- De pontifex maximus en princeps senatus Marcus Aemilius Lepidus komt te overlijden;
- De praetor Marcus Atilius Serranus verslaat de Lusitaniërs en neemt de stad Oxthraca in;
- De consul Marcus Claudius Marcellus herovert Ocilis en beveelt de Arevaci, Belli en Titti om gezanten naar Rome te sturen om om vrede te vragen;
- Marcellus verovert ook de Lusitanische stad Nerkobriga;
- De Senaat besluit om de Keltiberische Oorlog voort te zetten;
- De Senaat staat Alexander Balas toe om terug te keren naar Syrië om de troon van het Seleucidenrijk op te eisen.

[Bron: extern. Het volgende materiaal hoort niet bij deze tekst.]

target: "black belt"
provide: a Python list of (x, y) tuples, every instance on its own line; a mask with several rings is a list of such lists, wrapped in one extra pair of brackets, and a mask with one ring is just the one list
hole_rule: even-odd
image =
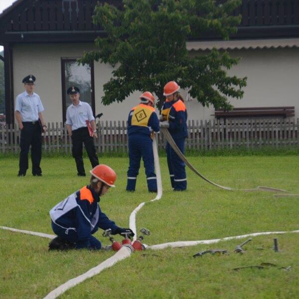
[(34, 121), (32, 122), (22, 122), (22, 124), (30, 124), (30, 125), (38, 125), (38, 121)]

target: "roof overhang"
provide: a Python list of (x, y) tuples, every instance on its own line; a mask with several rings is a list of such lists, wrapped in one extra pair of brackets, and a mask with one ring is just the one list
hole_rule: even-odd
[(188, 51), (299, 48), (299, 38), (189, 41), (186, 46)]

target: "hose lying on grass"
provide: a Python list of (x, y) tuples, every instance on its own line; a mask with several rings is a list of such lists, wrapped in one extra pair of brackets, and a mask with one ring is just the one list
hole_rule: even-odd
[(272, 188), (271, 187), (263, 187), (262, 186), (259, 186), (256, 188), (254, 188), (252, 189), (236, 189), (234, 188), (231, 188), (230, 187), (225, 187), (224, 186), (221, 186), (221, 185), (219, 185), (218, 184), (216, 184), (214, 182), (210, 180), (207, 179), (206, 177), (204, 176), (201, 173), (200, 173), (199, 171), (198, 171), (190, 163), (188, 160), (186, 158), (185, 156), (183, 154), (182, 152), (180, 151), (180, 150), (177, 147), (177, 146), (175, 144), (175, 143), (172, 139), (171, 136), (170, 135), (169, 132), (168, 130), (165, 128), (161, 128), (160, 129), (161, 132), (163, 133), (164, 136), (165, 136), (166, 140), (169, 144), (171, 148), (173, 149), (174, 151), (176, 153), (177, 155), (181, 159), (181, 160), (187, 165), (187, 166), (195, 173), (196, 173), (197, 175), (201, 177), (201, 178), (203, 179), (204, 180), (206, 181), (208, 183), (216, 186), (216, 187), (218, 187), (219, 188), (221, 188), (221, 189), (224, 189), (225, 190), (228, 190), (229, 191), (267, 191), (270, 192), (289, 192), (285, 190), (282, 190), (281, 189), (277, 189), (276, 188)]
[[(152, 151), (153, 152), (153, 160), (154, 163), (154, 169), (157, 178), (157, 196), (153, 199), (150, 200), (151, 201), (155, 201), (158, 200), (162, 196), (162, 179), (161, 178), (161, 171), (160, 170), (160, 163), (159, 163), (159, 155), (158, 154), (158, 150), (157, 149), (157, 145), (155, 138), (154, 138), (152, 140)], [(135, 241), (137, 238), (137, 230), (136, 230), (136, 214), (137, 212), (143, 207), (146, 202), (142, 202), (132, 213), (130, 215), (129, 218), (129, 227), (133, 231), (135, 235), (133, 238), (134, 241)]]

In het hier besproken jaar kwam de grote staatsman Marcus Aemilius Lepidus te overlijden. Hij had al sinds 180 BCE als pontifex maximus gediend en was maar liefst zesmaal achter elkaar tot princeps senatus benoemd. Volgens de Periochae van het werk van Livius was zijn begrafenis niettemin sober. Voordat hij stierf, had Lepidus:
“zijn zonen opgedragen dat ze zijn baar bedekt met linnen zonder purper naar de brandstapel moesten dragen, en dat ze aan de rest van de begrafenis niet meer dan een miljoen mochten besteden: de maskers van de voorvaderen en niet de uitgaven dienden de begrafenissen van grote mannen op te luisteren.”[1]
De belangrijkste gebeurtenissen van dit jaar vonden in Spanje plaats, waar de Lusitanische Oorlog en de Tweede Keltiberische Oorlog voortraasden. Wederom besloot de Senaat een praetor naar Hispania Ulterior te sturen en een van de consuls naar Hispania Citerior. Dit is een goede indicatie dat de senatoren van de twee oorlogen die tegen de Keltiberische stammen het ernstigst vonden. Daar was dus het grootste gedeelte van de Romeinse troepen in Spanje nodig. De Keltiberische Oorlog was een flinke uitdaging voor de Romeinen. Het terrein was moeilijk begaanbaar, de vijanden waren woest en dapper, en er kon hier maar weinig buit behaald worden. Polybius noemde het conflict een purinos polemos, een ‘oorlog als vuur’. Daarmee bedoelde hij dat de Romeinen wel één stam konden verslaan en daarmee één vuurtje uitstampen, maar dat ze vervolgens moesten vaststellen dat er in andere delen van de provincie andere stammen in opstand waren gekomen.[2]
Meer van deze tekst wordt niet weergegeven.